CEDAR RAPIDS, Iowa – This day and age, new technology is everywhere you look.

Now there's something new rolling out in Eastern Iowa. It's called the LawnBott..

“I had no idea what it was at first," said Neighbor Jeff Gibbons.

A little red, rolling machine is catching the attention of all the neighbors. It simply meanders through a yard on the Northeast side of Cedar Rapids.

"I thought it was the kids playing with some sort of toy,” Gibbons said.

The machine is actually a robotic lawn mower, called the LawnBott.

“I'm going to hit start,” said Trent Donels as he started up the LawnBott.

"It's a completely automated robot that randomly, throughout the day, goes out and mows your yard, every day, all day long. It's completely programmable. You can set settings on it,” Donels added.

Donels just started selling the LawnBott a few months ago.
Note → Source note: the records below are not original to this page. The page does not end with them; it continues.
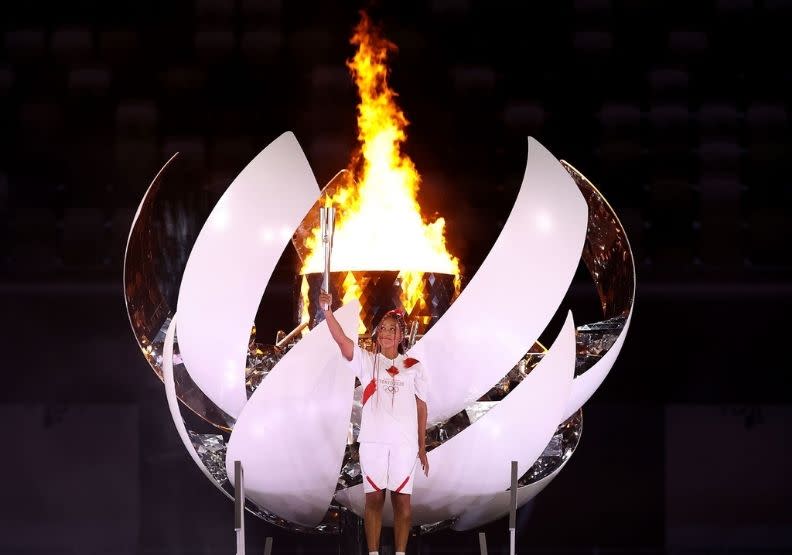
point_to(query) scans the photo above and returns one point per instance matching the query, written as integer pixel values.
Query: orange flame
(379, 224)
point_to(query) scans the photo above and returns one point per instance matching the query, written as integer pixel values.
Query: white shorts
(388, 466)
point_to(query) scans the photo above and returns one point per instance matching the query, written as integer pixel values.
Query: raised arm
(346, 345)
(422, 411)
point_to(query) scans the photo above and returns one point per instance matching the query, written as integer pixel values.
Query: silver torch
(327, 227)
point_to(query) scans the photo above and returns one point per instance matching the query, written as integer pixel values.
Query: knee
(401, 504)
(375, 500)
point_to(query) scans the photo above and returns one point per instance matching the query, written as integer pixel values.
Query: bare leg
(373, 519)
(402, 519)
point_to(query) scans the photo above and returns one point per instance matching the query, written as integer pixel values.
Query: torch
(327, 228)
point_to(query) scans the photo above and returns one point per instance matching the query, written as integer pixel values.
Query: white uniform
(389, 420)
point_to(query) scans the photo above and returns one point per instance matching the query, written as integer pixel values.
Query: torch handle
(327, 223)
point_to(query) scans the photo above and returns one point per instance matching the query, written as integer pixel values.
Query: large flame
(379, 224)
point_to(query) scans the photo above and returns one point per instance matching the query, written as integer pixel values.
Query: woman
(393, 422)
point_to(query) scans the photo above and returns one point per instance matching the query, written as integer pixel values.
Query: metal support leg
(513, 509)
(239, 507)
(483, 543)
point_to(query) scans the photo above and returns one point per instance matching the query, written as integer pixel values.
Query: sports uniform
(389, 420)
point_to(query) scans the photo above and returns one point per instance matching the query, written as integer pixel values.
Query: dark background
(678, 112)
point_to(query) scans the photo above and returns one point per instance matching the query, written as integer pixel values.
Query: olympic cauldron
(195, 273)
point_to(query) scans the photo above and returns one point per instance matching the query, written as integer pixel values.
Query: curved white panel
(231, 263)
(173, 403)
(514, 294)
(469, 467)
(291, 435)
(584, 386)
(496, 506)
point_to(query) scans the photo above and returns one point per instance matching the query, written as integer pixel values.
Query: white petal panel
(231, 264)
(496, 506)
(469, 467)
(515, 292)
(584, 386)
(173, 403)
(291, 435)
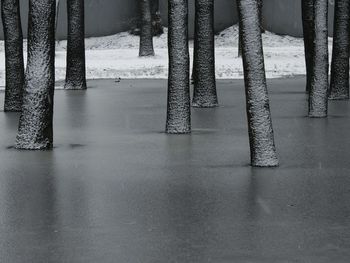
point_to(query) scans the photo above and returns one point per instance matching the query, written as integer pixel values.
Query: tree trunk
(35, 125)
(318, 99)
(178, 109)
(308, 28)
(260, 6)
(76, 68)
(204, 95)
(146, 37)
(261, 138)
(157, 27)
(14, 63)
(339, 88)
(57, 13)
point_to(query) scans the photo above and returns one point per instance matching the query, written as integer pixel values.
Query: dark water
(117, 189)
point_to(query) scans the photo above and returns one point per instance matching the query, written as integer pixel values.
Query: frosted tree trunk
(204, 94)
(318, 99)
(14, 63)
(76, 68)
(157, 26)
(146, 36)
(57, 13)
(178, 108)
(339, 88)
(35, 125)
(260, 6)
(308, 28)
(261, 138)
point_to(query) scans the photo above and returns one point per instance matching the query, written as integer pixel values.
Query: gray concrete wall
(105, 17)
(284, 17)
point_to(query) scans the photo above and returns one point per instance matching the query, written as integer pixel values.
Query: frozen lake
(116, 188)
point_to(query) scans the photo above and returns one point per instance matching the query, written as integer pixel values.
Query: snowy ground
(116, 56)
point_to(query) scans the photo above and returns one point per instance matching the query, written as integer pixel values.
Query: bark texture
(261, 138)
(178, 107)
(204, 95)
(339, 88)
(35, 125)
(146, 36)
(157, 26)
(308, 29)
(76, 68)
(260, 7)
(14, 63)
(318, 98)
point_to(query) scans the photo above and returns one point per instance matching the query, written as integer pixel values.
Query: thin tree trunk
(14, 63)
(308, 28)
(157, 27)
(204, 95)
(261, 138)
(239, 42)
(76, 68)
(318, 99)
(339, 88)
(35, 125)
(178, 108)
(57, 13)
(260, 6)
(146, 37)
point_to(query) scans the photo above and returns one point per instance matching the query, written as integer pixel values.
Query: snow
(116, 56)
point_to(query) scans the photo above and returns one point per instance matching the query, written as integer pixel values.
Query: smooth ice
(116, 188)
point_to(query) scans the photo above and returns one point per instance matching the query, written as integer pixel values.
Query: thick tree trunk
(178, 109)
(339, 88)
(204, 94)
(308, 28)
(35, 125)
(76, 68)
(261, 138)
(157, 26)
(14, 63)
(146, 37)
(318, 99)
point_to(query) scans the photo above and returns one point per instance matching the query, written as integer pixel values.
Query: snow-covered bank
(117, 57)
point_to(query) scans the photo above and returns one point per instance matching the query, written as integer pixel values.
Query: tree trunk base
(338, 97)
(175, 130)
(272, 162)
(70, 86)
(26, 144)
(13, 108)
(146, 53)
(204, 104)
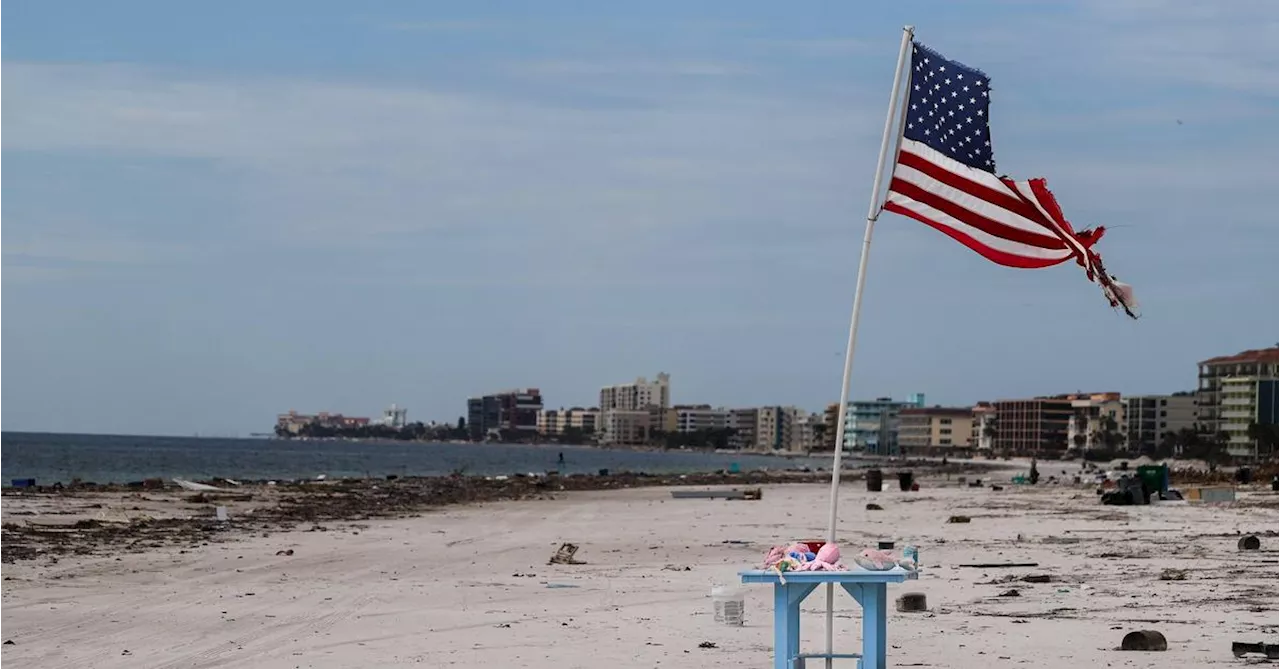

He's the new authorized dealer of the robotic lawn mowers with his company, LawnBott of Eastern Iowa. He uses the machine in own his yard to demonstrate how it works.

"I don't mind coming home every day, especially after a long day and not having to mow the yard,” Donels said.

Homeowners install a boundary wire around the property. The robot communicates with the wire, so it knows the entire area of the yard that it needs to mow. Then, it uses random patterns to keep the grass to a certain length.

But don't worry it won't mow you down.

"The bump sensor hits the object, it backs up, it does a little, quarter turn and then it starts to mow again,” Donels explained.

When the battery gets low, the LawnBott will find its way back to the boundary wire and into the docking port where it will charge. After it finishes charging, it will start mowing again.

"I can see it catching on, especially for busy people. I mean, it only makes sense,” Gibbons said.

It's a little, red machine that cuts people some slack in this busy world.

The robot also has a GPS in it. If it ever gets snatched, police can locate it. Donels said he's the first to sell the Lawnbott in Eastern Iowa, and said they cost anywhere from $2,200 to $5,000.